Source:
https://scmp.com/news/hong-kong/education/article/2132116/hong-kong-education-chief-calls-less-homework-during-lunar
Hong Kong/ Education

Hong Kong education chief calls for less homework during Lunar New Year

Homework is a contentious issue in the city where parents have complained about their children being sent home with more than two hours of assignments each day

Pupils may see an ease in homework over Lunar New Year. Photo: SCMP

Schools should ease the burden of homework for students over Lunar New Year, the education minister said on Monday, as he vowed his bureau would make a decision on a controversial competency assessment by next month.

Speaking to reporters ahead of the festive season, the Secretary for Education Kevin Yeung Yun-hung urged school operators to lessen homework for pupils to free up time for traditional activities such as visiting relatives, which he said were also important for a child’s development.

“One operator I spoke to said it had asked its schools to not give out any homework during this period,” he said.

Yeung also said his bureau had been discussing with schools ways to improve the city’s homework policies, with a focus on making assignments more diverse and interesting.

Secretary for Education Kevin Yeung has called for less homework during Lunar New Year. Photo: Edward Wong
Secretary for Education Kevin Yeung has called for less homework during Lunar New Year. Photo: Edward Wong

With an increasingly competitiveeducation system, homework is a contentious issue in Hong Kong, with some parents and children complaining of spending more than 2½ hours on homework each day.

Reverend Peter Koon Ho-ming, provincial secretary general of the Sheng Kung Hui, the Anglican Church in Hong Kong and Macau, said the church had advised its schools to reduce homework for the Lunar New Year period, and to avoid assignments that are based on drilling – or a rote learning approach that relies heavily on memorisation.

The guidelines were issued in view of parents’ growing unease on the amount homework being given to their children, he said.

The Education Bureau is still deciding whether to continue the unpopular Basic Competency Assessment (BCA) as it was awaiting a government-appointed committee reviewing the test to submit its report, Yeung said, adding that he believed the bureau would reach a decision by next month.

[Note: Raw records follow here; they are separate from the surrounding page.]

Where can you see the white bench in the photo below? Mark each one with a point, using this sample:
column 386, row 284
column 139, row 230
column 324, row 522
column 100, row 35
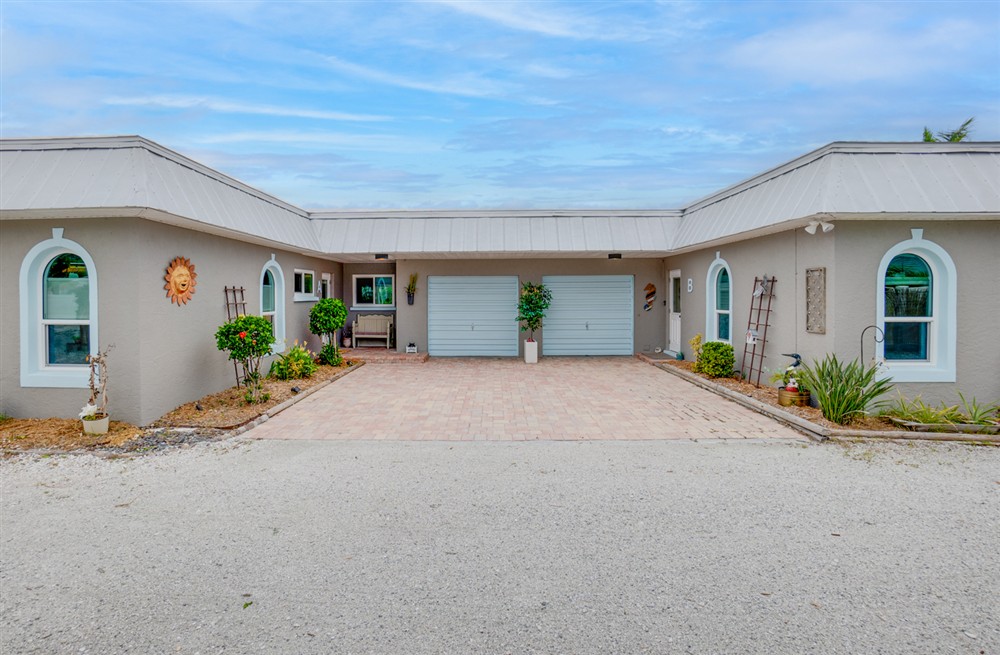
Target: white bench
column 372, row 326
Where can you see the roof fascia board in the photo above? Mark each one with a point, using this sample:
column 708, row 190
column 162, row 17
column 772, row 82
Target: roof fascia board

A decision on whether Hong Kong will continue the unpopular Basic Competency Assessment is expected in March. Photo: SCMP
A decision on whether Hong Kong will continue the unpopular Basic Competency Assessment is expected in March. Photo: SCMP

The test is widely regarded as a rebranded version of the Primary Three Territory-wide System Assessment, which became notoriously associated with teachers drilling pupils amid a widespread belief that the bureau uses data to rank schools.

The bureau has repeatedly denied such claims.

Amid calls for the assessment to be scrapped, the test was suspended for all but around 50 schools in 2016, which took a revamped version that was shorter and easier. All public primary schools then took the new test in 2017, but parents and educators have said the motivation to drill still existed.

The education secretary previously said the committee would submit recommendations to the bureau by early January this year. Yeung explained the delay was because of committee members spending more time gathering feedback to be more comprehensive in their recommendations.

He also said that regardless of the decision, he hoped the public would face it in “a calm and peaceful manner”.

The committee will next meet on February 14, and should the BCA continue this year, the written assessment would be held on June 12 and 13.